Vol.59/No.20           May 22, 1995 
 
 
Clinton Expands Anti-Immigrant Efforts  

BY LAURA GARZA
After attending a celebration of the Mexican holiday Cinco de Mayo - to mark the day Mexicans defeated French colonial occupation - President Bill Clinton promptly announced he would step up efforts to deport immigrants. Specifically, he promised to expedite deportation of any immigrant who has simply been charged, not yet tried or convicted, with breaking U.S. laws. In a bid to take the lead in acting against the rights of immigrant workers and fueling a campaign to justify more border cops and quicker deportation proceedings, Clinton said the United States government "must be able to control our borders."

His announcement was saturated with references describing immigrants as lawbreakers, people crowding jails, and causing backlogs in courtrooms. There are 100,000 people awaiting some form of deportation hearing. The Washington Post cited a pledge by Clinton to "streamline" this process, thereby speeding up the pending deportations. Clinton also asked the Justice Department to identify what he estimated as hundreds of thousands of people ordered out of the United States but who "then disappear back into the population."

"Our nation was built by immigrants," Clinton said. "But we won't tolerate immigration by people whose first act is to break the law as they enter our country," he went on. "We must continue to do everything we can to strengthen our borders, enforce our laws, and remove illegal aliens from our country."

Earlier in the week, the White House sent Congress legislation that includes proposals to add 1,500 Border Patrol cops, establish a pilot worker-identification system, speed up the deportation process, and authorize border-crossing fees if the individual states agree to them. The proposals are similar to others recently submitted by Republican and Democratic officials.

Congressional representatives passed a bill in February that would hasten the deportation of undocumented workers who have been convicted of crimes. It also expanded the number of offenses for which undocumented persons would be subject to deportation. Moreover, it included $650 million for the federal government to reimburse states for the cost of jailing people. This is one of the measures also being pushed as part of the "Contract With America."

California senator Dianne Feinstein, a Democrat, proposed the Illegal Immigration Control and Enforcement Act of 1995, which includes many provisions similar to the package submitted by the White House. It also included a proposal to grant courts the authority to force immigrants seeking probation to "consent" to so-called voluntary deportation as a condition of probation.

"Too many people are still able to illegally cross our borders, and too few states, most notably California, carry the burden of having to support, educate, and often incarcerate the hundreds of thousands who enter this country illegally," she said.
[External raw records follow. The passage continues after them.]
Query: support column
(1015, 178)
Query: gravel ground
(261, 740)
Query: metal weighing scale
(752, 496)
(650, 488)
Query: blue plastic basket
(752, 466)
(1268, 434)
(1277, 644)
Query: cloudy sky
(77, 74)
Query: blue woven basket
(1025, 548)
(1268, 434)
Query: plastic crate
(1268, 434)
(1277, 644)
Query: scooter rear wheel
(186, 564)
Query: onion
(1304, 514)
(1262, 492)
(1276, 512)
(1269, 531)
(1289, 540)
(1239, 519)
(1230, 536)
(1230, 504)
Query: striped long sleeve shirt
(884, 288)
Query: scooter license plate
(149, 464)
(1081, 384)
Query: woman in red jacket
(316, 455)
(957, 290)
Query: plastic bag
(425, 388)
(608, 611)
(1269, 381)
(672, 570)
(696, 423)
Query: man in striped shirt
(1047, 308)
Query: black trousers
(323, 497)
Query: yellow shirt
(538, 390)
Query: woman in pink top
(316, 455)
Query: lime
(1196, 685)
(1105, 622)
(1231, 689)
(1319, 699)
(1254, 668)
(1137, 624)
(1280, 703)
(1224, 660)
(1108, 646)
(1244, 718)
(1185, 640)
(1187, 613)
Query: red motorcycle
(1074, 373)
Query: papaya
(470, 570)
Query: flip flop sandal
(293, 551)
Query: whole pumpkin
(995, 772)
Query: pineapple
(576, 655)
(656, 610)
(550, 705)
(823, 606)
Alongside the bipartisan campaign in Washington to limit the rights of immigrant workers, state and local politicians have chimed in and begun pushing further proposals in a number of areas. In Florida, two groups are organizing efforts to place an anti-immigrant proposition on the ballot modeled after California's Proposition 187.

Meanwhile the state House of Representatives passed a law aimed at restricting the ability to obtain a drivers license by demanding proof of citizenship or legal immigration status.

The general framework of all these capitalist politicians pursuing limits on the rights of immigrant workers gives a wider berth to more right-wing figures, like Patrick Buchanan, Republican presidential candidate. Buchanan has called for a moratorium on legal immigration, for building a fence along a 70-mile stretch of the U.S.-Mexican border, for 10,000 more border cops, and for use of the military to crack down on workers crossing the border. He also issued a call to make English the official language of the United States. These proposals are to deal with what he termed, "an invasion of the country."

Using the same scapegoating rhetoric as Clinton and Feinstein, Buchanan said, "It is outrageous that American taxpayers, as hard-pressed as they are- have to provide social welfare benefits for those whose accomplishments are to break the laws to get into the United States and to get on welfare."